Non c'est bien au singulier, il est envoyé seul avec le Cellerier, qui est un frère qui s'occupe de l'intendance des monastères, en dehors des murs, et donc il en profite pour lui fausser compagnie, au singulier, aucun souci t'inquiète.
Je te laisse poursuivre les pérégrinations de notre jeune ami, et ses nombreuses mésaventures, et je te souhaite une bonne lecture.
Les personnages ont le sens de l’a propos, en particulier la poule morte.

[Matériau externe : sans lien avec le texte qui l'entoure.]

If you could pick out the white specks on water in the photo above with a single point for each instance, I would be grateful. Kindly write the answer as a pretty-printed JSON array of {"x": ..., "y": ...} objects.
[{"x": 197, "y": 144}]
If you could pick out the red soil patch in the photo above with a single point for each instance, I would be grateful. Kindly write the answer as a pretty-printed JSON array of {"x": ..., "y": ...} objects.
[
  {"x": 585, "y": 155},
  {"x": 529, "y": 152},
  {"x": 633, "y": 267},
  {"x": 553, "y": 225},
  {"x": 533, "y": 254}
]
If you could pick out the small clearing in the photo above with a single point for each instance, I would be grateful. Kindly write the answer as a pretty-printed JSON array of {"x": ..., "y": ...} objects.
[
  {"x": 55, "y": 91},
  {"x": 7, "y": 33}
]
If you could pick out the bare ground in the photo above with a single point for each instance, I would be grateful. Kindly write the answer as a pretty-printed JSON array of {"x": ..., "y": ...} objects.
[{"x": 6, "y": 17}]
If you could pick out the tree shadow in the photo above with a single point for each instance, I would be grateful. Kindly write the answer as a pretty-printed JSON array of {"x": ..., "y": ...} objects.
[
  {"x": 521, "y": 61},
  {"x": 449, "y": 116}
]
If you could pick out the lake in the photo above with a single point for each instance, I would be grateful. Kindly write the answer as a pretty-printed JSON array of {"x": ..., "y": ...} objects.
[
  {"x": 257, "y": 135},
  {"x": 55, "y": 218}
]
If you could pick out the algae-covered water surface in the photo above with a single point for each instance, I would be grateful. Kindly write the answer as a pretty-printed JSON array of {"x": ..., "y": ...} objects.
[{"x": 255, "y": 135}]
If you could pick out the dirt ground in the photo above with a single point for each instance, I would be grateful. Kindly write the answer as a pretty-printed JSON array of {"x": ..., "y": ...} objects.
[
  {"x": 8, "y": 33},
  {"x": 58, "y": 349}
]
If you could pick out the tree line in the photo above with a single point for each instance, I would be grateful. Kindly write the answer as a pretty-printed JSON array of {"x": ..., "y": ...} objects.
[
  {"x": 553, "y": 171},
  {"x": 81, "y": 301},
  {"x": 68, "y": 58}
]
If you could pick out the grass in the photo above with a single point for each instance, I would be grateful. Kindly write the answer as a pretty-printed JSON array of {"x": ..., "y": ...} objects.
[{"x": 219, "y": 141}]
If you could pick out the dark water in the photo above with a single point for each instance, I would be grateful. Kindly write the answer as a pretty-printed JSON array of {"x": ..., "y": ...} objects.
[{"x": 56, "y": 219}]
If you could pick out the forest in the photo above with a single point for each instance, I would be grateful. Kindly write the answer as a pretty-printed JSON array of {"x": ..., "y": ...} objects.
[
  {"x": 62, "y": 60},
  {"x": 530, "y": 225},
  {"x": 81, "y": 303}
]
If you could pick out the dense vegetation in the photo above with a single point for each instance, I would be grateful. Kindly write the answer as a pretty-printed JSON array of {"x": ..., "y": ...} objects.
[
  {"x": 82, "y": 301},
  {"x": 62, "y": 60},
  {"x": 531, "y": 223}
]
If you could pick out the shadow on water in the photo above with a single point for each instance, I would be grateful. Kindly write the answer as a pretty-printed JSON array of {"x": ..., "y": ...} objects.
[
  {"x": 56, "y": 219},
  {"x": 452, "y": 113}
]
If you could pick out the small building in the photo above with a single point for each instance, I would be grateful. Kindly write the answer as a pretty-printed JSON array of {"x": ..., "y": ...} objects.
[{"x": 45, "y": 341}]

Ce qu’elle manque en terme de vivacité d’esprit, elle le compense par une franche camaraderie.
J'espère que la suite te plaira
Pour ce qui est de la Mort, non non il s'agit bien de la confiture de Labiche qui fait son oeuvre, et qui lui permet par la même occasion de le voir ainsi que tous les troubles visuels qu'il subit.
En tout cas ça fait plaisir que tu apprécies, et je te remercies pour tes critiques constructives, et j'espère que la suite te distraira tout autant.
oui, j'ai l'intention de continnuer.
La première résultait d’une évidence simple, on y mourait moins vite qu’à l’extérieur, la seconde, que les journées incluaient deux repas au quotidien... ma question était explique pourquoi on meurt vite par rapport à l'exterieur
Ah c'est de ça dont tu me parlais de la mort à l'extérieur qui te tracassait, je vois l'idée.
J'apprécie ton style d'écriture et tu nous plonges plutôt vite dans cet univers qui est le tien.
Toutefois, tu as un peu de mal avec la concordance des temps: tu changes de temps un peu trop à mon gout. Il faut que tu te décides à utiliser le passé simple ou l'imparfait (sauf cas exceptionnel bien sûr).
Quelques exemples :
" Il illumina ensuite le pied du dormeur qui dépassait du hamac, et poursuivait sur son corps élancé. " : Il illumina ensuite le pied du dormeur qui dépassait du hamac, et poursuivit sur son corps élancé.
A toi de voir sur les autres phrases ;)
Tu as aussi quelques tournures un peu lourdes comme :
" Elle se mit à osciller de la tête de manière positive, et se dirigea en sa compagnie en direction de la clairière. " -- > Elle hocha de la tête, et se dirigea en sa compagnie en direction de la clairière.
Si tu le souhaites je peux te noter toutes les phrases où il faut que tu choisisses un temps, ce n'est pas un problème pour moi ^^
Ne prends pas mal ces remarques, tout le monde commence bien quelque part et ton début est prometteur !
Bonne continuation à toi
Oui je suis d'accord aussi, certaines tournures sont un peu plates. Je l'ai constaté en me relisant, Le manoir de la Salamandre est mon premier manuscrit que j'ai exhumé d'un vieux tiroir parce qu'on est toujours attaché à sa première histoire, et je constate que mon écriture à changé, ce qui est plutôt bon signe, et que certaines phrases pourraient être réécrites, pour donner un peu plus de caché à l'ensemble.
Peut être même faire de Lola un prologue, à voir. En tout cas je te remercie, c'est très aimable à toi de t'y être penché, je vais tout de même essayer tout seul de me corriger, ça sera un très bon exercice.